A California Doctor Is In Trouble For Claiming To Treat Ebola Though Sound

A California Doctor Is In Trouble For Claiming To Treat Ebola Though Sound

Bill Grey, a 75-year-old, Stanford-trained doctor based in California, claims on his website that he can treat almost any patient’s health problems through personalised, “homeopathic” audio recordings sent via email. But the California medical board is having none of it. Earlier this month, it filed a five-page complaint against Grey for behaving unprofessionally, setting the stage for a hearing that could strip Grey’s licence to practise medicine.

Illustration: mtmmonline (Pixabay)

Since at least 2015 (according to screen captures from the Wayback Machine), Grey has owned a website called mdinyourhand.com. On the site, he details his 44-year-long expertise in homeopathy.

Homeopathy is a quack theory of medicine that purports to treat sickness through the use of select substances that have been diluted in water. By diluting something like duck liver enough, the theory goes, you can activate its healing properties against influenza in the water itself.

In reality, if done right, these mixtures are so diluted that there’s no trace of whatever substance was originally used. And when they aren’t prepared right, homeopathic products can be laced with fatal poisons. More than that, there’s never been an ounce of good research suggesting that homeopathic remedies are any better at treating illness than a simple placebo.

Grey takes the crankery up to another level, though. He hawks something called “eRemedies”, which are “electronic extractions of homeopathic remedies obtained directly from FDA approved pharmacies”.

The eRemedies are advertised to treat over 20 medical conditions, in both people and animals, ranging from grief to bladder infections to delivering a child. People are instructed to fill out a survey that’s purportedly sent to an algorithm that plops out a customised 13-second-long recording. Though every recording contains the exact same hissing sound, Grey assures his clients that each one has a “pattern of frequencies unique to the corresponding homeopathic remedy”.

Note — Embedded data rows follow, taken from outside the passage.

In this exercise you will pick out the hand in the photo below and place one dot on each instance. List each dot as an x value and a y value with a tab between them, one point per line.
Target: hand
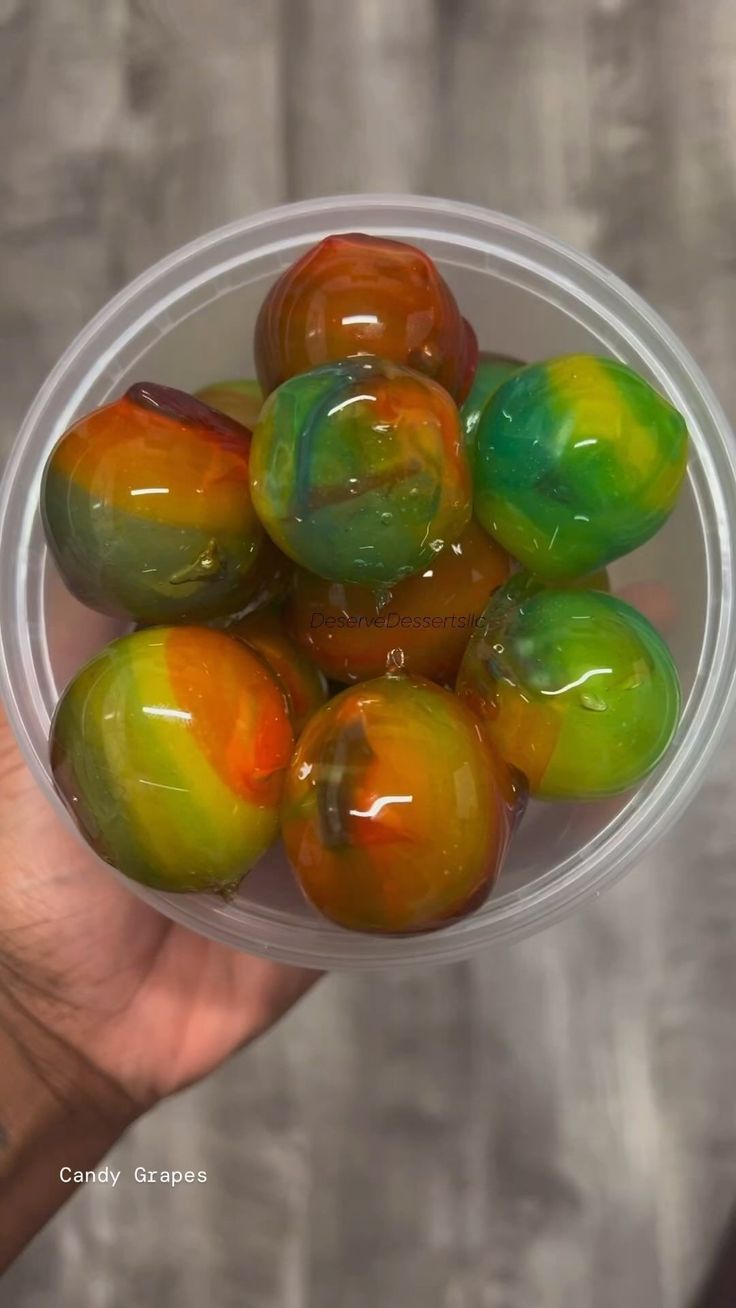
105	1006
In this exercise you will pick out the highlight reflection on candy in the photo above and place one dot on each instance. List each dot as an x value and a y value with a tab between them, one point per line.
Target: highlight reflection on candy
421	624
302	682
358	294
147	508
396	814
575	688
578	461
358	471
169	750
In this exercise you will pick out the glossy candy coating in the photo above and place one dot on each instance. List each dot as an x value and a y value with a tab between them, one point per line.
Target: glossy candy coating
490	372
358	471
147	508
269	581
422	624
396	814
358	294
169	750
302	682
575	688
578	461
239	398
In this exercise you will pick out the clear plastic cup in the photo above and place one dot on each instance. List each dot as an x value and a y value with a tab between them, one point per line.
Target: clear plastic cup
188	321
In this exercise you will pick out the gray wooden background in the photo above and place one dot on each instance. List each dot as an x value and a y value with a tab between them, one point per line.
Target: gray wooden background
552	1125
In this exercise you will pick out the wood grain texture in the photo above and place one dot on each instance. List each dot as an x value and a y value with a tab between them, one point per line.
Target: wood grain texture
547	1126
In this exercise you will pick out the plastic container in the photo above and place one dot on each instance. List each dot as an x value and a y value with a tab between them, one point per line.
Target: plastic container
188	321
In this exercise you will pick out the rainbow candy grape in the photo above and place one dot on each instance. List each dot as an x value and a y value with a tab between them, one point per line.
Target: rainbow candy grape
575	688
169	750
358	294
148	512
396	815
358	471
578	461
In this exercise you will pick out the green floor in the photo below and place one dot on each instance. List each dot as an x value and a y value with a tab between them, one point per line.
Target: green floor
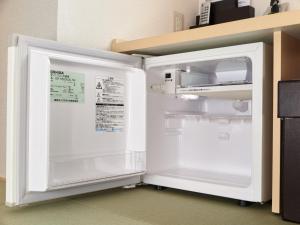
142	206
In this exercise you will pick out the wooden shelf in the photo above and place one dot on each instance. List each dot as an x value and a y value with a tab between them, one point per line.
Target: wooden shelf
231	33
241	92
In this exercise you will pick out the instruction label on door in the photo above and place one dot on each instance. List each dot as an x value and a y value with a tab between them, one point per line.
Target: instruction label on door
66	86
110	109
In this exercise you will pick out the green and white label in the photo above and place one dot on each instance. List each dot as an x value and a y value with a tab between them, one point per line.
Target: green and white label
66	86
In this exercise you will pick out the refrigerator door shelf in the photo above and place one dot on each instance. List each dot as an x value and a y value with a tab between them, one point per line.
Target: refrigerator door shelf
66	135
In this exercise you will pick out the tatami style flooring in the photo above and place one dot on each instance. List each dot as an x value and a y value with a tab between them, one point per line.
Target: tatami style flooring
139	206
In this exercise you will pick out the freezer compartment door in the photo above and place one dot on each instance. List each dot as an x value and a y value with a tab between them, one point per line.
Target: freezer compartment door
76	121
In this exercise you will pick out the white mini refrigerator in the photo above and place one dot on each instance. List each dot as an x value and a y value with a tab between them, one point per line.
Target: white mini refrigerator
84	120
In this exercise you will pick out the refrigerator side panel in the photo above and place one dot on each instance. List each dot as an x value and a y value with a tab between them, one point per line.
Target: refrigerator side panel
11	162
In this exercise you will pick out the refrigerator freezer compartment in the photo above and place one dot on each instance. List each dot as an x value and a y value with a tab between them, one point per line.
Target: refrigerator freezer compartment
199	116
213	177
69	170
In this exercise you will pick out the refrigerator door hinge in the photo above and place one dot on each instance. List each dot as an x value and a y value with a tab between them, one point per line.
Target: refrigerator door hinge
143	57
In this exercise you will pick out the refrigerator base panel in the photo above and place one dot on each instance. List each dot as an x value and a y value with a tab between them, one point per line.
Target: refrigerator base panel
214	177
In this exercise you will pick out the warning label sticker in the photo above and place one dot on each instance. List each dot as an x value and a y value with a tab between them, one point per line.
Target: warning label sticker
66	86
110	109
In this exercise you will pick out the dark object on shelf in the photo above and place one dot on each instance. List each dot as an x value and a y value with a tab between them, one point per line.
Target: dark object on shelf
289	112
289	99
274	6
221	7
234	14
226	11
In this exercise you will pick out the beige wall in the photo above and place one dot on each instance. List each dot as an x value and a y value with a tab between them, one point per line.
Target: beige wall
261	5
94	23
30	17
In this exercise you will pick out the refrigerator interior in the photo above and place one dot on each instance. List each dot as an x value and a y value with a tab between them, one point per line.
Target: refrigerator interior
198	134
90	141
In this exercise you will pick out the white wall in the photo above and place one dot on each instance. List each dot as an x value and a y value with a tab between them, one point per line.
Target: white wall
29	17
94	23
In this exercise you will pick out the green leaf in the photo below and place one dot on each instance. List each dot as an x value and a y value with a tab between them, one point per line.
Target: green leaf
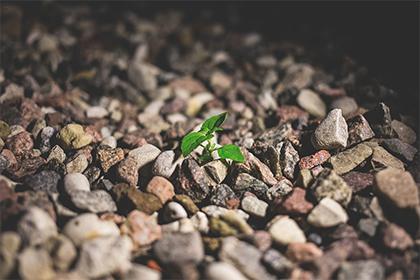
232	152
192	140
213	123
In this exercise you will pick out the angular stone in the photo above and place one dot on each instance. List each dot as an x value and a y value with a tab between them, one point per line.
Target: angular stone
359	130
327	213
332	132
397	187
312	103
351	158
330	184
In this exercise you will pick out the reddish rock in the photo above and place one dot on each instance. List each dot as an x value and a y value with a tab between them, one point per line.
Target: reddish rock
314	160
162	188
303	252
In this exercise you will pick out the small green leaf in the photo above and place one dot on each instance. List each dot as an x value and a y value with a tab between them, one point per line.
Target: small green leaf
232	152
192	140
213	123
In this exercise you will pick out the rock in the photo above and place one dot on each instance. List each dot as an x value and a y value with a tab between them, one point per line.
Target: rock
381	158
35	261
223	195
400	149
364	269
359	130
164	164
72	136
347	105
174	211
76	182
139	271
36	226
142	228
351	158
380	120
108	157
311	161
245	257
179	248
404	132
332	132
397	187
216	170
105	255
284	230
221	271
162	188
9	247
46	180
327	213
254	206
193	181
358	181
312	103
330	184
88	226
295	203
396	238
289	158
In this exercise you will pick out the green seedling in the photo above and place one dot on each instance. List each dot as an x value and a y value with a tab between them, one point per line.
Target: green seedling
194	139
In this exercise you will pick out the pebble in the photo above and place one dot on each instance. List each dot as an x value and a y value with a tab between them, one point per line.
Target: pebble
351	158
36	226
312	103
284	230
164	165
397	187
359	130
162	188
400	149
103	256
35	262
245	257
88	226
327	213
142	228
254	206
332	132
222	271
347	105
311	161
72	136
363	269
404	132
173	211
179	248
330	184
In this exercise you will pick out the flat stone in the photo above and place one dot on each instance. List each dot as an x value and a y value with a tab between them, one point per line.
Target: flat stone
312	103
284	230
36	226
327	213
359	130
397	187
254	206
400	149
404	132
105	255
88	226
332	132
72	136
351	158
330	184
245	257
179	248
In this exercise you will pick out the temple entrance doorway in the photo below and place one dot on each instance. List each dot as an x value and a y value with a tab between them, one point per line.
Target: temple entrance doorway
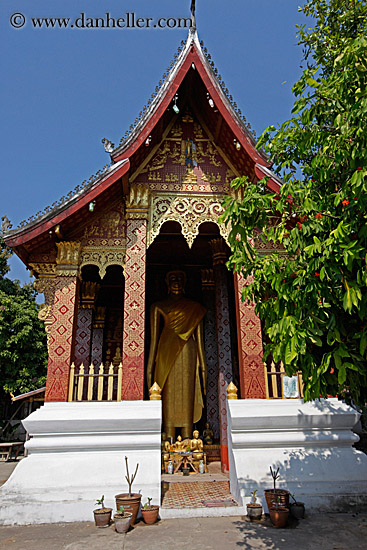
170	252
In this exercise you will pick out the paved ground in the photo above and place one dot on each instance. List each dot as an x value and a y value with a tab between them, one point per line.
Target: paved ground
326	532
321	531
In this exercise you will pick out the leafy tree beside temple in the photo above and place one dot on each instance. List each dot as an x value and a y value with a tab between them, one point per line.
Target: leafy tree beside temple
312	298
23	349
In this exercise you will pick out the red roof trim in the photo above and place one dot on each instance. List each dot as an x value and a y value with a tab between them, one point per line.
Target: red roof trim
31	233
193	56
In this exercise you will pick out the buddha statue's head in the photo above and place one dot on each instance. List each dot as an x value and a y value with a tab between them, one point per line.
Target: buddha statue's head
176	281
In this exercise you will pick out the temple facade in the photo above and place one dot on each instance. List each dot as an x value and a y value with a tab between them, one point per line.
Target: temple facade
101	254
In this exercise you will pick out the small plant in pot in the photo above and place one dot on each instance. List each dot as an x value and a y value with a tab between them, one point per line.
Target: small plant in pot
150	512
122	520
254	509
102	516
278	513
129	501
271	495
297	509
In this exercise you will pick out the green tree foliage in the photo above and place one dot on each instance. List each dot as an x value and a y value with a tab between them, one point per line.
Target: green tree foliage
23	350
313	299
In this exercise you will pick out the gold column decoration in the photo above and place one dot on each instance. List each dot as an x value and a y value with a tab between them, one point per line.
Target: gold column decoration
207	279
45	284
99	317
89	294
232	391
137	202
67	261
219	251
155	392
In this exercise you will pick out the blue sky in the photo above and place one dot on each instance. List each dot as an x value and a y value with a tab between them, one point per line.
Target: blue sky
63	90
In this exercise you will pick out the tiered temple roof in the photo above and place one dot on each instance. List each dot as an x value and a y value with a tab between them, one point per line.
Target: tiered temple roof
190	81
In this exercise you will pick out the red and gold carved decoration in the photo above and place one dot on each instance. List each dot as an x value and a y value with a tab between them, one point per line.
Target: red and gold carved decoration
190	211
250	345
45	284
107	229
60	339
63	321
83	337
187	162
134	303
211	351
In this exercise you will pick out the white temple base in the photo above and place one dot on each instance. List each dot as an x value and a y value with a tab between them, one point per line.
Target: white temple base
311	443
77	454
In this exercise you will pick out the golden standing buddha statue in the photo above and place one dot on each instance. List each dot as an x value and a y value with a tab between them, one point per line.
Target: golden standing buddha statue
176	355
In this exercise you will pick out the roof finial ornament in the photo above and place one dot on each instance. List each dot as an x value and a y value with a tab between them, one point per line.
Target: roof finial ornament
193	20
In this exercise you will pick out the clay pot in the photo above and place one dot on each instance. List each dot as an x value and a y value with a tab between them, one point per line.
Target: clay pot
102	517
150	514
122	522
272	496
297	510
130	504
254	511
279	516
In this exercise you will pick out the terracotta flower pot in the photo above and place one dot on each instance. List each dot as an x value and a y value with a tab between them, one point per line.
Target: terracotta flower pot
279	516
254	511
122	522
297	510
130	504
102	517
150	514
272	496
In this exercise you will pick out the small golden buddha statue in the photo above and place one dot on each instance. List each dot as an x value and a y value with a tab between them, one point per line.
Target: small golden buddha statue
208	435
196	446
179	445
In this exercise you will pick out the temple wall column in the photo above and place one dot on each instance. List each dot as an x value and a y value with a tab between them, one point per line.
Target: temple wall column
223	340
45	284
250	346
211	351
83	337
63	324
134	303
97	336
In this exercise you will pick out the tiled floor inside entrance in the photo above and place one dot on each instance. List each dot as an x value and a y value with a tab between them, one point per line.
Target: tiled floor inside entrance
196	491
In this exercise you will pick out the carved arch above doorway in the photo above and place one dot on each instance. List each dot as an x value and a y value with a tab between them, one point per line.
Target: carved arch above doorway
190	211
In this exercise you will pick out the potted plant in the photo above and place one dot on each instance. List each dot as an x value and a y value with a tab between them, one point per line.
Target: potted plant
150	512
122	520
278	513
271	495
297	509
254	509
102	516
129	501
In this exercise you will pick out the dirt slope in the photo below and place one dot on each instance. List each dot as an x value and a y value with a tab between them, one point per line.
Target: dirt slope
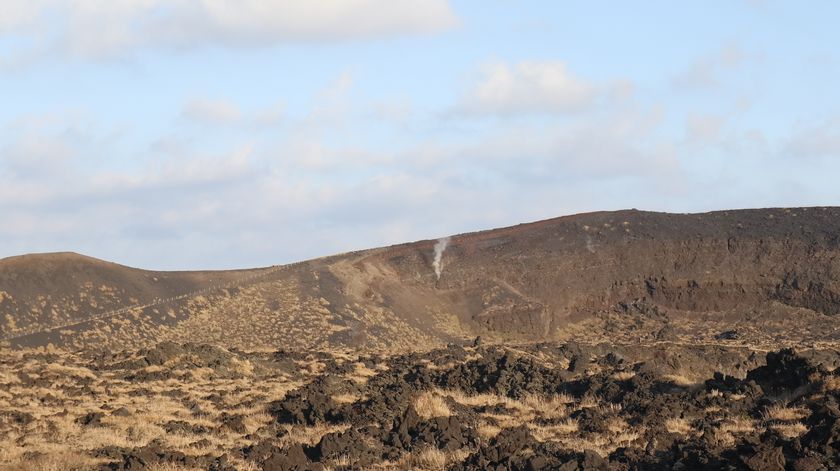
757	277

The medical board isn’t too pleased about Grey’s business model. Aside from stating the obvious, that no research supports Grey’s claims of sound homeopathy, the board’s complaint attacks him for selling over-the-counter, unapproved remedies for typhoid, cholera and malaria – life-threatening conditions that require serious medical attention and can’t be self-diagnosed. On his bio page, Grey even claims to have successfully cured three of three patients of their Ebola infections over the phone within four hours in 2014 (it isn’t the first time homeopaths have advertised an Ebola treatment).

Grey, for his part, doesn’t seem willing to back down from his rhetoric. “It works really well in practice, and I’m still trying to develop investors and so on to promote it so it can be marketed and more widely used,” he recently told the Los Angeles Times.

The Medical Board of California, according to the complaint, has called for a hearing into Grey’s actions. Depending on how that goes, Grey could have his licence permanently revoked or suspended.